For me, what the book does best is illustrate the benefits of shifting one's perspective. For instance, Wilson Schaef's take on responsibility: In her White Male System, responsibility is the targeting of blame, whereas in her Female System, responsibility is the willingness and ability to respond. There's merit in her distinction; after all, the former use of the word is far more pervasive, even now, than the latter. Yet the latter use is equally, if not more, true to the word's original meaning.
There are several other similar philosophical gems in the book -- her discussion of "levels of truth" stands out, as does her perspectives on time, community, and family. The chapter on the Perfect Marriage, though it seemed terribly abstract at the time, has surprised me often in its connections with my own reality and ways of thinking.

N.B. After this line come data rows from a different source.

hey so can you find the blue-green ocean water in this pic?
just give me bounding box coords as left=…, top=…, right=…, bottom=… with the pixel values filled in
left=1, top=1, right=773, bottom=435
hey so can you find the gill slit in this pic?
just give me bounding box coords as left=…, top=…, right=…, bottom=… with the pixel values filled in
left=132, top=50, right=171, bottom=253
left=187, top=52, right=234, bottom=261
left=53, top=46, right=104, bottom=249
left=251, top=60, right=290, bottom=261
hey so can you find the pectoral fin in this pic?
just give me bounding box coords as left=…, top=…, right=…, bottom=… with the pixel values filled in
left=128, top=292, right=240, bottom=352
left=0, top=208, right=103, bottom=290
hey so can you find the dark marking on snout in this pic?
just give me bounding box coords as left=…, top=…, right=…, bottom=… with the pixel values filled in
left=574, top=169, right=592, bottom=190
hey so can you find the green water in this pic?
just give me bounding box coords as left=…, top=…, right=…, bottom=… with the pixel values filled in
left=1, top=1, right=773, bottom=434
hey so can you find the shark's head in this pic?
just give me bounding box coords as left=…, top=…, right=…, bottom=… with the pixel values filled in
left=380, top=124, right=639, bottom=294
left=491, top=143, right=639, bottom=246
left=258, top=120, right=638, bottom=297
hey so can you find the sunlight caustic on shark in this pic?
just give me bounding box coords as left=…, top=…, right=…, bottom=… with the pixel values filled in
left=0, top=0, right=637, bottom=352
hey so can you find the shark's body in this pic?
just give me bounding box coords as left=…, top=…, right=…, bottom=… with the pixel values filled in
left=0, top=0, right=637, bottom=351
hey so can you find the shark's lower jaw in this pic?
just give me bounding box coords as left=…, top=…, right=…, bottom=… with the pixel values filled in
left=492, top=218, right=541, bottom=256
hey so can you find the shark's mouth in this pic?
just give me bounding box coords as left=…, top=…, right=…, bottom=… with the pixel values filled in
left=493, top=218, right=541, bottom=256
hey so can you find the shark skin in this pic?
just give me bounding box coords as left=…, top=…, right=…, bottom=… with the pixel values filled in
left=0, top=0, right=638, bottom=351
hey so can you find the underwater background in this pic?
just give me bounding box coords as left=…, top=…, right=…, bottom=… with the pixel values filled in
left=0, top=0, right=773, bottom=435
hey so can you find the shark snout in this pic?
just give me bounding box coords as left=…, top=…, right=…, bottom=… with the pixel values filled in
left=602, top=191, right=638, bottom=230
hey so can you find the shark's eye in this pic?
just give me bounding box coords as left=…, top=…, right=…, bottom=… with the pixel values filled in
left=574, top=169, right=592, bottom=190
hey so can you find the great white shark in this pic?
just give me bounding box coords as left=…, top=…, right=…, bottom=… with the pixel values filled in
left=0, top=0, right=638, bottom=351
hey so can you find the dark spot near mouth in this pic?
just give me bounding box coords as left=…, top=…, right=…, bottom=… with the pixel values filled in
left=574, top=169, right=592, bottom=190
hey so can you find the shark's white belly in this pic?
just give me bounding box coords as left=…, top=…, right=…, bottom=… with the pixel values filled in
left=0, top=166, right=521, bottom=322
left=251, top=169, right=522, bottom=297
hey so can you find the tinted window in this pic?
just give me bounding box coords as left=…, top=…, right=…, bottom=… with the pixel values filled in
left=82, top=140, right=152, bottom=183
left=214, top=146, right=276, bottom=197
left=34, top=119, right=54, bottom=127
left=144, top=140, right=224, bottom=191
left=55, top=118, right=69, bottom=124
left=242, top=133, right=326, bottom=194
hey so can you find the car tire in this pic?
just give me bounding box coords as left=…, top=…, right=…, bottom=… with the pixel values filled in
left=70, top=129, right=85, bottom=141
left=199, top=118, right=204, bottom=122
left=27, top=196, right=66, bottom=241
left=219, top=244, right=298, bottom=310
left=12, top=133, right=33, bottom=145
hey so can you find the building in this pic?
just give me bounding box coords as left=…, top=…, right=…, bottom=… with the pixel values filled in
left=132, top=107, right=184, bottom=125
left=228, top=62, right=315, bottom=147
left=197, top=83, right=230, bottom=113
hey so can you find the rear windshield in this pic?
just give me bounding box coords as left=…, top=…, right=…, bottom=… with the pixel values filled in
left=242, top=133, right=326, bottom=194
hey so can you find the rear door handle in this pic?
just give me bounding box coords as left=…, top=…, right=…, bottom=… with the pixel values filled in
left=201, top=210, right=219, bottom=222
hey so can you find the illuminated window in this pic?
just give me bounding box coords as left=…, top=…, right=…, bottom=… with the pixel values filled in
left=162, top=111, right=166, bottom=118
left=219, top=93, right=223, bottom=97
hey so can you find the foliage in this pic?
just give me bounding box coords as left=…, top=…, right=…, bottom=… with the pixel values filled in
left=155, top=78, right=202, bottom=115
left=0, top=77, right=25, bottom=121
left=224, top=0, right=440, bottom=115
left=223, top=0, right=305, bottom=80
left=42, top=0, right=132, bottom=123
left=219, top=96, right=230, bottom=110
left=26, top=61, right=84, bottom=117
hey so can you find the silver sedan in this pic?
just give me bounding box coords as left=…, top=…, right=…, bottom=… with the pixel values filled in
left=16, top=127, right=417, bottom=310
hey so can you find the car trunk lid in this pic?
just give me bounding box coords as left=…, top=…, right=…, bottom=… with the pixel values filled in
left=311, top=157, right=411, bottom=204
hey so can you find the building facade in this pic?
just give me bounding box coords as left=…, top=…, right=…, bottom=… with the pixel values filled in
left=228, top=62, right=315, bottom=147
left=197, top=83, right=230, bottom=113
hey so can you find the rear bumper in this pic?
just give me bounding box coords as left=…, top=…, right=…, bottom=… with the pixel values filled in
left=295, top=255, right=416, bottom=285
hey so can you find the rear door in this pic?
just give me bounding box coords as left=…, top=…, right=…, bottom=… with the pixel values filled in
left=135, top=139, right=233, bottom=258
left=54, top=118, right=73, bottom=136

The book has serious flaws. Wilson Schaef is very locked into identity politics, in a way has probably turned off many potential readers. She also repeatedly claims that the White Male System is no better or worse than the Female System, but not once in the book does she point out anything positive about it. I found this annoying: if she's going to rip White Males (or our System), I'd rather she did it straightforwardly. Since first reading the book, I've learned that many of Wilson Schaef's ideas are drawn straight out of classical philosophy; sadly, she never credits Hegel, Kierkegaard, et. al. as inspiration. It's too bad, since one of the biggest flaws in her work is how imprisoned it seems in late 70's - early 80's feminist psychology.
Those flaws aside, it is worth reading, especially for those looking into the development of feminist thinking. For more cogent, challenging ideas -- and for higher-quality writing -- check out Marilyn Frye's "The Politics of Reality."